What Should You Do After a Suspected Skimming Attempt?

One of the simplest things you can do to stay safe against skimming, besides the tips already mentioned, is to download a transaction monitoring app. Most card providers and banks offer them for free. They give immediate notifications of confirmed charges. However, skimming affects even the most proactive cardholders.

Related: The Best Digital Wallet Apps

If you notice any unauthorized charges, report them to the card provider immediately. A fraud department representative typically asks if you still have the card or lost it. Make sure you tell them you have it but suspect skimming.

There are also specific requirements for reimbursing fraudulent charges. For example, waiting to alert a bank for more than 60 calendar days after receiving your debit card statement makes you liable for all lost funds under US federal law.

However, telling the financial institution within two days of the issue puts your maximum loss at only $50. Get in touch as soon as you can and give as many specifics as you can.

Shell gas station at night

Ensure your bank has up-to-date contact details. Financial institutions have high-tech systems to detect fraud. Those tools may flag something as suspicious before you notice it. You would get an email or call from the fraud department asking you to confirm or deny recent charges as legitimate.

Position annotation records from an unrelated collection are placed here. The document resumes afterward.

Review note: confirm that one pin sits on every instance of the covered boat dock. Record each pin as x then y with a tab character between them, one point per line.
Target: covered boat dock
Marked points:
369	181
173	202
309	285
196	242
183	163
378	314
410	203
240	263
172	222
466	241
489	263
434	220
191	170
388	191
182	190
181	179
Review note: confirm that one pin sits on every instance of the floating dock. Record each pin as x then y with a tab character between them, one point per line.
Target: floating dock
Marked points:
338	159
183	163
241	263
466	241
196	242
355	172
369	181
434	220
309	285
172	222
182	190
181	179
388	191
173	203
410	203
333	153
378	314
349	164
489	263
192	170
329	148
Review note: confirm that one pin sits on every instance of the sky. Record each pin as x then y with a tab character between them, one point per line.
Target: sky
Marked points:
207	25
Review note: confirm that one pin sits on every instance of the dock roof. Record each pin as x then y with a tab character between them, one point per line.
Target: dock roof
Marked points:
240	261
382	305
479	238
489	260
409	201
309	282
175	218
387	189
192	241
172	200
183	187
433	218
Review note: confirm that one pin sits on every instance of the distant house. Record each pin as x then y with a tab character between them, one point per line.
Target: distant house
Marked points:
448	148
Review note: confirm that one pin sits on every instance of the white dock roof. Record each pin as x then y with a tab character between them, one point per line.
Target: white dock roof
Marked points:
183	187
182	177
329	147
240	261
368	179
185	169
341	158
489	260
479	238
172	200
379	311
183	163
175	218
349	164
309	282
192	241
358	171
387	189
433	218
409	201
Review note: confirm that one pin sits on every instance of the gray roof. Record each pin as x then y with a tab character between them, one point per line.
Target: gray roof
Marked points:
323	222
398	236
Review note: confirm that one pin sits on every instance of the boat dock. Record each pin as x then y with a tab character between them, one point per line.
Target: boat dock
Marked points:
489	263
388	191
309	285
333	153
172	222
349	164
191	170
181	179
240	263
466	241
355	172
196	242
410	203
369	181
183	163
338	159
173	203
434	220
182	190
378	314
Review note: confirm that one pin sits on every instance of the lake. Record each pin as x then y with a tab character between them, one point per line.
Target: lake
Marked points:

Card Skimming Is a Serious Issue

Many people use payment cards several times in a given day or week, visiting numerous merchants and ATMs while doing so. Such behavior makes it difficult to determine where the card skimming happened. Criminals also don’t usually keep a skimmer in the same location for very long, often moving them to other cities after people raise suspicion.

However, the tips here will help you become more aware of the matter. You can then limit the possible consequences of becoming a victim of the crime.